A Saussurean Analysis of a Contemporary Controversy
Sunday, July 26, 2009
One of the more public aspects of linguistic science of the past decades has been its opposition to traditional guidelines of what constitutes 'good grammar', which are exemplified in many style guides, such as Strunk & White, taught by middle-school English teachers everywhere, and enforced by whatever idiots devised the grammar-checker in Microsoft Word. What is at stake in this debate is both the relevant sense of the word 'grammar' and the appropriate norms of language, both written and spoken. Though a more obvious analysis would be an appeal to the 'objectivity' of modern science and the egotism and oppressive natures of professional writers and teachers, I think there is a deep connection between this debate and the paradigm shift in linguistic study brought about by Ferdinand de Saussure, often called the father of modern linguistics—though he is rarely cited anymore in this discipline.
De Saussure introduced the terms 'synchronic' and 'diachronic' analysis to describe how his analysis differed from his predecessors'. Diachronic analysis refers to what we call historical linguistics; it is the study of how language has changed over time, the historical relationships between languages—in short, the mainstay of 19th-century linguistics. 'Synchronic' analysis, in contrast, is the study of a language at a single, fixed point in time as a complete system of communication; this view of language is the basis of the structuralist project initiated by Saussure, carried on by the Russians and re-imagined by French philosophers. Linguists working in the scientific tradition haven't talked about structuralism since Chomsky gave them a new paradigm and structuralism became associated with the kind of philosophy that scientists are supposed to hate, but most linguistic work continues to be of a synchronic character.

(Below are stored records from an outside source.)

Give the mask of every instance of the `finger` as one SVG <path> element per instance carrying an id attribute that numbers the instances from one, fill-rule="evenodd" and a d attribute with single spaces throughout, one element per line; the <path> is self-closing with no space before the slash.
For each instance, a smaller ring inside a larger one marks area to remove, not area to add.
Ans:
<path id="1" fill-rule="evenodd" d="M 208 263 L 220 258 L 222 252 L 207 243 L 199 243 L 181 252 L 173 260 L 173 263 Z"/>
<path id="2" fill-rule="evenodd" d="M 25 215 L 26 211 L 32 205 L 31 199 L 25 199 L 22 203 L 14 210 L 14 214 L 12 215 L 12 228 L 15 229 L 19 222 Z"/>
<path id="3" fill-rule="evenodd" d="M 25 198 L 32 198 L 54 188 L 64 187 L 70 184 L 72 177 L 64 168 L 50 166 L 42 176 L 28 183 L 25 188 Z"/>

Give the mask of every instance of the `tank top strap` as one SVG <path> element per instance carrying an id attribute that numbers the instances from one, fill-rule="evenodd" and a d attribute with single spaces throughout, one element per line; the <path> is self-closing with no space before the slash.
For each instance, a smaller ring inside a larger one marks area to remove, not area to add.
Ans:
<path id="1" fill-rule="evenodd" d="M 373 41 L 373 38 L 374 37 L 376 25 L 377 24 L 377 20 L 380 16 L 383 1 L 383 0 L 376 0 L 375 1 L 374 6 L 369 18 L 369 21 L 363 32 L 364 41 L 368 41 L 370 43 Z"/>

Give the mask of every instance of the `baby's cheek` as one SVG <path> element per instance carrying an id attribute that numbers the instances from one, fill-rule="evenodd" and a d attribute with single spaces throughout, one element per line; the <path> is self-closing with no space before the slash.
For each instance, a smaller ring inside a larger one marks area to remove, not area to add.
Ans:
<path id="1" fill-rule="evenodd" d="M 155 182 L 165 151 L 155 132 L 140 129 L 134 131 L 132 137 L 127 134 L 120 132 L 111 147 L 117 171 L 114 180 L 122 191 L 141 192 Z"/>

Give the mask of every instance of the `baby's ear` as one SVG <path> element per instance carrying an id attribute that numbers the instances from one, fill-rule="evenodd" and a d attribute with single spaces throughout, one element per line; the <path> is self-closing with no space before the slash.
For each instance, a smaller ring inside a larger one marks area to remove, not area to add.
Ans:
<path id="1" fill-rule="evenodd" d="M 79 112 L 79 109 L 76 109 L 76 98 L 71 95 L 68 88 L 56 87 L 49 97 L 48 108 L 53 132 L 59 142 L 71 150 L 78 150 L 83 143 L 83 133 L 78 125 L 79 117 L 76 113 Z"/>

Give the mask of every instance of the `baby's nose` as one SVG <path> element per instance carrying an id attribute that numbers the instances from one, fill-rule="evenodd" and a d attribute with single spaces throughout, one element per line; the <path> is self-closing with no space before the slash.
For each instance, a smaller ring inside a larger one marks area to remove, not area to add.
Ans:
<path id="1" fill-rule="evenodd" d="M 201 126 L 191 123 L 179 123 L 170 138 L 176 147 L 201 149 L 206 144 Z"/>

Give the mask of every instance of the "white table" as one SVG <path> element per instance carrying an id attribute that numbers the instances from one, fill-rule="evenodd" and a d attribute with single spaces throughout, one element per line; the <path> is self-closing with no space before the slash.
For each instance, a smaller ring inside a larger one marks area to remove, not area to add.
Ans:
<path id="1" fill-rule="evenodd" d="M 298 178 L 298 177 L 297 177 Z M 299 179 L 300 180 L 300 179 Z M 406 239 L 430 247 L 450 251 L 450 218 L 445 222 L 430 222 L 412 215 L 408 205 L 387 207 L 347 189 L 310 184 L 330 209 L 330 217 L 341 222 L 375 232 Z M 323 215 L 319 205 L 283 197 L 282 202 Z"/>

One distinctive feature of the kinds of prescriptions made about language is that, by and large, they have long histories, stretching back to the 19th century or before. There has been no paradigm shift in this area; even new prescriptions are very similar in kind to the old. Some (source would be needed if I were rigorous) have likened these prescriptions—at least, those with no apparent basis, as myths or superstitions—and they do have a similar memetic quality. The pressures that shape them are entirely different from those that shape scientific theories. This relation to history strikes me as similar to diachronic linguistics, but the former is intensely conservative, while most scientific or semi-scientific forms of diachronic analysis are perfectly willing to accept linguistic change as normal and often desirable, as is obvious from any logical study of history. This contradiction—the emphasis on history and myth combined with the denial of the legitimacy of linguistic change—effect the distinctive character of most linguistic prescription. The prescriptivist is content with neither diachronic nor synchronic analysis, but rather fixes some point in history as an ideal (a point which inevitably varies depending on the prescription), and adopts it as a standard to judge current synchronic usage. Of course, many prescriptions have no real point in history at which usage would bear out their thesis, but most are perceived and transmitted as if they did. In any case, I think their real use in society, or one of them, is one of oppression, a syntactic or orthographic shibboleth that often masks racism or classism as education.